At home, later, when his father and Carole are downstairs talking, Kurt sneaks into Finn’s old room. Hanging in the doorway for a moment, Kurt closes his eyes and breathes in the still-lingering scent of Old Spice that Finn had always insisted on using despite the perfectly good Calvin Klein cologne Kurt had gotten him last year for Christmas.

For a few moments Kurt lets himself believe that he’s back in high school and that Finn is away, in the kitchen, perhaps, getting their warm glasses of milk before they go to bed. If Kurt listens hard enough he can still hear the faint whispers of Finn’s voice on the air, the ghost of his laugh as Kurt had said something (probably embarrassing, because Finn laughed at those the most) that he’d found amusing

Kurt listens, but all he can hear is silence. The ticking of the clock. Burt and Carole’s voices downstairs.
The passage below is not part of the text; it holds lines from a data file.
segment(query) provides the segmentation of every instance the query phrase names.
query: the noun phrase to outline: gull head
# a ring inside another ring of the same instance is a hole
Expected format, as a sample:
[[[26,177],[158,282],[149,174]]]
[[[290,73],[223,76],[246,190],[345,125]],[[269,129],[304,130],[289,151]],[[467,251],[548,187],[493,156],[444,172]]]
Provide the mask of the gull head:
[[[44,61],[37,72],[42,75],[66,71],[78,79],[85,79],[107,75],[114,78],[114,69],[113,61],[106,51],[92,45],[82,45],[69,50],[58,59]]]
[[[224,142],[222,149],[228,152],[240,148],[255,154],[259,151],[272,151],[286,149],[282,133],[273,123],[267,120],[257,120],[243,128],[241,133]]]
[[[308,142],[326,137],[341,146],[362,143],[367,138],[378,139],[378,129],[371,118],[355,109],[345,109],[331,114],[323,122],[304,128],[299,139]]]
He desperately wants to believe in this moment, wants to think that Finn is here even if he’s not, that he’s watching over Kurt from someplace way up high, a place with pearly clouds and an infinite amount of greasy pizza and football games where Kurt still has no idea who anyone but the kickers are.

Frustration mounts, screams and claws at the underside of Kurt’s skin, but he swallows it down, steps further into the room. It’s like a time capsule, left the way it had been before Finn had left. There is still evidence of life in the room from the dirty clothes on the floor to the messy papers on his desk. Carole must not have cleaned up yet, must have wanted to wait. Kurt doesn’t blame her.

Kurt stops at Finn’s closet, reaches out and hesitates, staring at his long, pale fingers before he opens the door. The old McKinley letterman jacket is front and center, its cream-colored vinyl sleeve poking out over dress shirts of gingham and striped and solid colors. Kurt takes it off the hanger, holds it in his hands and hefts its weight. He swallows hard, feeling that lump in his throat growing bigger and bigger, inflating like a balloon, and collapses onto Finn’s bed.

Silent he situates himself, crawling towards the middle and drawing his legs up towards his chest. Memories of nights spent in here, watching with idle annoyance and disinterest as Finn had played video game after violent videogame, occasionally responding in his quirky, humorous way at Kurt’s barbed insults at the useless nature of the games.

He drapes the jacket over himself, lets it warm him as he closes his eyes, tries to bury himself deep under memories. Maybe he can pretend, just for one more night, before they have to begin cleaning up and packing stuff to give up or keep.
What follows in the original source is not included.